1. Vanaf 2018 mogen investeringen, zowel die met een economisch als die met een
maatschappelijk nut, niet meer worden weggestreept tegen een onttrekking uit een
(bestemmings-) reserve tot hetzelfde bedrag. Ze moeten worden geactiveerd (op de balans
gebracht) en over de verwachte levensduur worden afgeschreven. Die afschrijving (plus rente)
mag vervolgens wel worden gedekt door een onttrekking uit de desbetreffende reserve.
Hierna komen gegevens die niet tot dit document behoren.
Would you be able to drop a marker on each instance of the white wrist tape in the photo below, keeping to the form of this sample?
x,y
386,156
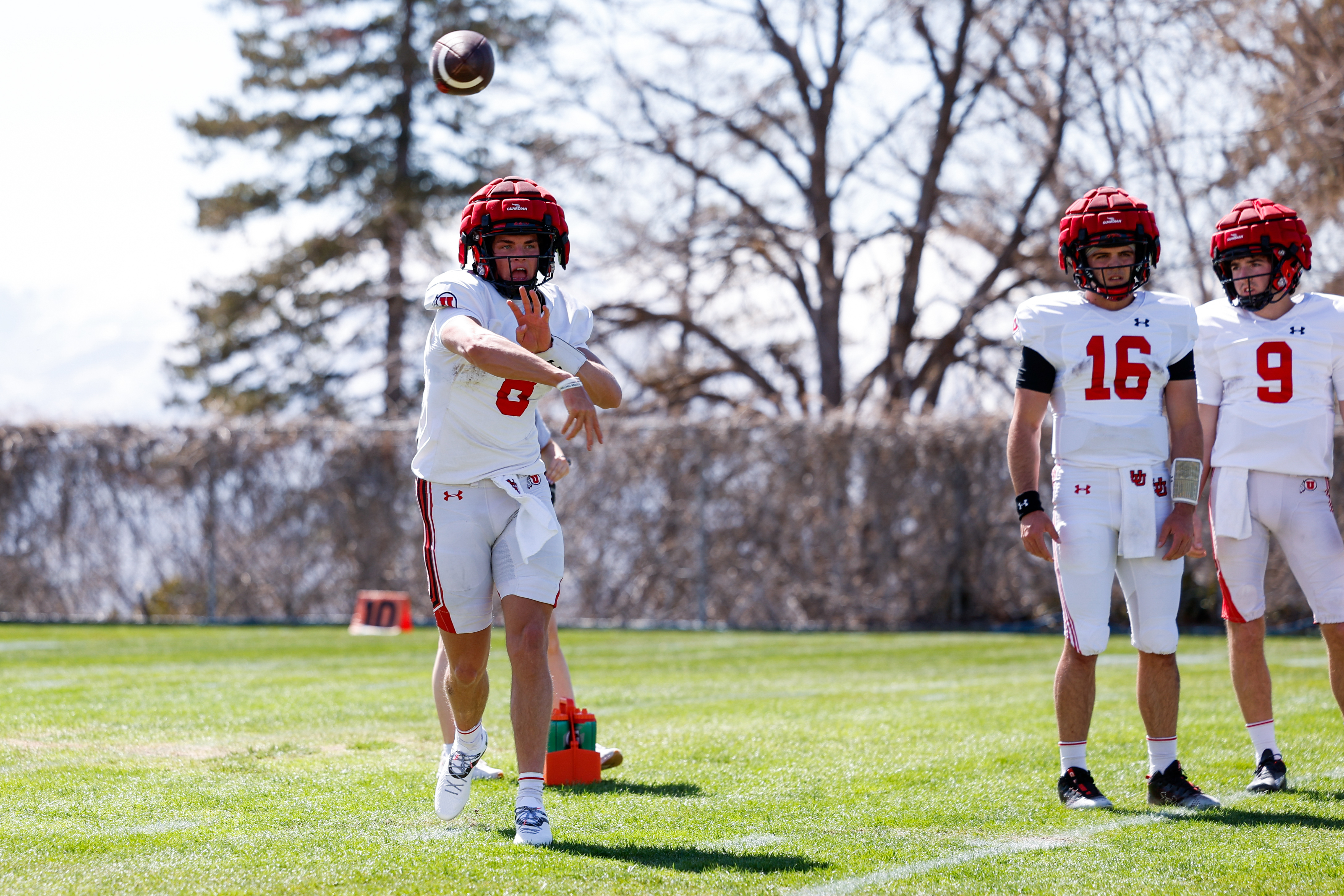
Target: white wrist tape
x,y
564,355
1186,475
2. Vanaf 2017 moet de begroting een geprognosticeerde balans bevatten. Doel is een betere
beheersing van het EMU-saldo en meer inzicht van de raad in de ontwikkelingen die hierop
invloed hebben; denk aan geplande investeringen, mutaties in reserves en voorzieningen en de
financieringsbehoefte.
3. Het toerekenen van rente aan het eigen vermogen wordt gebonden aan een aantal
voorwaarden. Zo mag het percentage dat wordt berekend niet (ver) afwijken van de geldende
marktrente. Buiten dat wordt door de commissie BBV geadviseerd om geen rente meer te
berekenen over het eigen vermogen. Dit advies is niet bindend.